Monday, December 13, 2010

Visa Run Day 4. Vientiane, Laos

Declining Hotel Hell’s offer to mind our bike, for double the price of the lock up facility, we head towards Friendship Bridge. A quick passport check and stamp later, we purchase a 15 Baht bus ticket for the ride across. For some reason we are ushered away from the bus and into a private minivan?

The Laos visa took only 20 minutes: complete the form, attach two photos and pay about 1300 baht. We were approached by a taxi driver who offered us a trip into Vientiane for 150 Baht each, very reasonable for such a long distance, so we take it. The young driver shows us the Thai Consulate and then takes us to a hotel. It’s old, big and comfortable, but could do with a good scrub and renovating in parts. The rooms on the road side share a balcony that runs the whole length of the building, which makes for great people watching over the next few days.
Having barely put my bag down, I pull open the curtain to see an old farang walking the streets, with a cup in one hand and a plastic bag in the other. He empties a small mound of white powder at the bases of, what I can only describe as something a dog might like to pee on...sign posts, plant pots, lumps of concrete. And I wonder what it’s like to be foreign and *special*, in Laos.
For lunch we have a bowl of Vietnamese Pho Bo, not far from the Consulate. The bowls are big and the beef content is generous. 34 000 kip for two plus one drink...we haven’t quite grasped the conversion rate at this stage, but later realise, it’s not that cheap. (roughly 25 000 kip = 100 Baht)
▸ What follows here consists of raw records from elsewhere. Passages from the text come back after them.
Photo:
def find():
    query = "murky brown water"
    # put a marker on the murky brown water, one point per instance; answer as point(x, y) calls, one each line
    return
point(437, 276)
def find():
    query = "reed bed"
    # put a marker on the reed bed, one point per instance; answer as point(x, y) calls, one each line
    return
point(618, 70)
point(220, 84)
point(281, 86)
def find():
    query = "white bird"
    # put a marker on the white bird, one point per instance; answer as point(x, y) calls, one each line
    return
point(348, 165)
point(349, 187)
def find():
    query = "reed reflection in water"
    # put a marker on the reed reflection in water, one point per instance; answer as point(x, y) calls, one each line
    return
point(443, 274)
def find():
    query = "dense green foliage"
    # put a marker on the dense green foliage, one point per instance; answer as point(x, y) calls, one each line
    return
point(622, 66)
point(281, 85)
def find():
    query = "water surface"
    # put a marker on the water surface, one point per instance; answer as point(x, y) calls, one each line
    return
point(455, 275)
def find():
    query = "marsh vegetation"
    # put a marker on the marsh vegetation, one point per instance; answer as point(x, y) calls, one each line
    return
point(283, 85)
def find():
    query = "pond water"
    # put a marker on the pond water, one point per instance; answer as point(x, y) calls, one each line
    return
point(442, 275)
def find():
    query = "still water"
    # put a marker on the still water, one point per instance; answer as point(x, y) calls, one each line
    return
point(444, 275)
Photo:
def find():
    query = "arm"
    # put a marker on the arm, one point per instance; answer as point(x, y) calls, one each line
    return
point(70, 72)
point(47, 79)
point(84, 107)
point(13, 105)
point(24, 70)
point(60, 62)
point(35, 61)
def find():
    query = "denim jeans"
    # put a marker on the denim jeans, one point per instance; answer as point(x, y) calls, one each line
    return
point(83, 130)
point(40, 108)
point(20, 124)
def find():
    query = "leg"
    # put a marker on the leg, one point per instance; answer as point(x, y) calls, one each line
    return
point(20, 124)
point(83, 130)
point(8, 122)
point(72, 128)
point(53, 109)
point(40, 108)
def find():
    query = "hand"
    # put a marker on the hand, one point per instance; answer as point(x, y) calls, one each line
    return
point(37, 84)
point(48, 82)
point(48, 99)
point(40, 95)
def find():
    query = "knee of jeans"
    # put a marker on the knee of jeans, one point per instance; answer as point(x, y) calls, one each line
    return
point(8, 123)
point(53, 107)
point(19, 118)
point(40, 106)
The tuk tuk and songtheaws have morphed, as they had in rural Thailand. So this is either a large tuk tuk or a small songtheaw.
There are many multi lingual signs, hanging on store and business fronts. Lao, Vietnamese, English, Japanese, Korean and others. Russian flags often wave along side Lao flags. A reminder of the 1970's when Russia helped overthrow the monarchy and the Lao People's Democratic Republic was formed.
The city seems multi cultural to some degree. Even the mini mart cash register displays the total price in kip, baht, US$ and Euro. You can pay in any, but you’ll be handed your change in kip.

From the balcony at night - the ‘Atop’ food stall sets up for a busy night of cooking outside the hotel. Advertised as ‘clean, food and good taste’, and it is. This is a professional outfit of four hair netted staff who churn out meal after meal, for hours, to customers on their way home or sitting at the bright yellow shiny tables. They even bring their own kitchen sink.

A shirtless local paces endlessly up and down the pavement, clocking up many miles as he goes. Ducking into a doorways or lanes from time to time. On drugs? Selling drugs? Not quite the full packet of biscuits? Who knows!

Three young boys play tennis on the sidewalk all evening.

Even though we're told this is the Thai part of Laos, it doesn't feel like Thailand.


Snap's other blog Chiang Mai Thai

4 comments:

jcj57 said... Best Blogger Tips

Love reading about your adventure to Laos.... I so wish the 18th was here already......... love the video clips... reminds me of taking mine in NZ.... little snippets that will take you back there every time you watch them.... looking forward to the next instalment.

Snap said... Best Blogger Tips

jcj the I wish I'd taken more footage, but was too worried about losing the camera off the back of the bike...'adventure', it was indeed that!

Lani said... Best Blogger Tips

i remember the first time i was there w/ brad we were frequently offered drugs. it's a border town alright. . .

Snap said... Best Blogger Tips

It's a strange sort of town...we came away with a wierd feeling about it the place.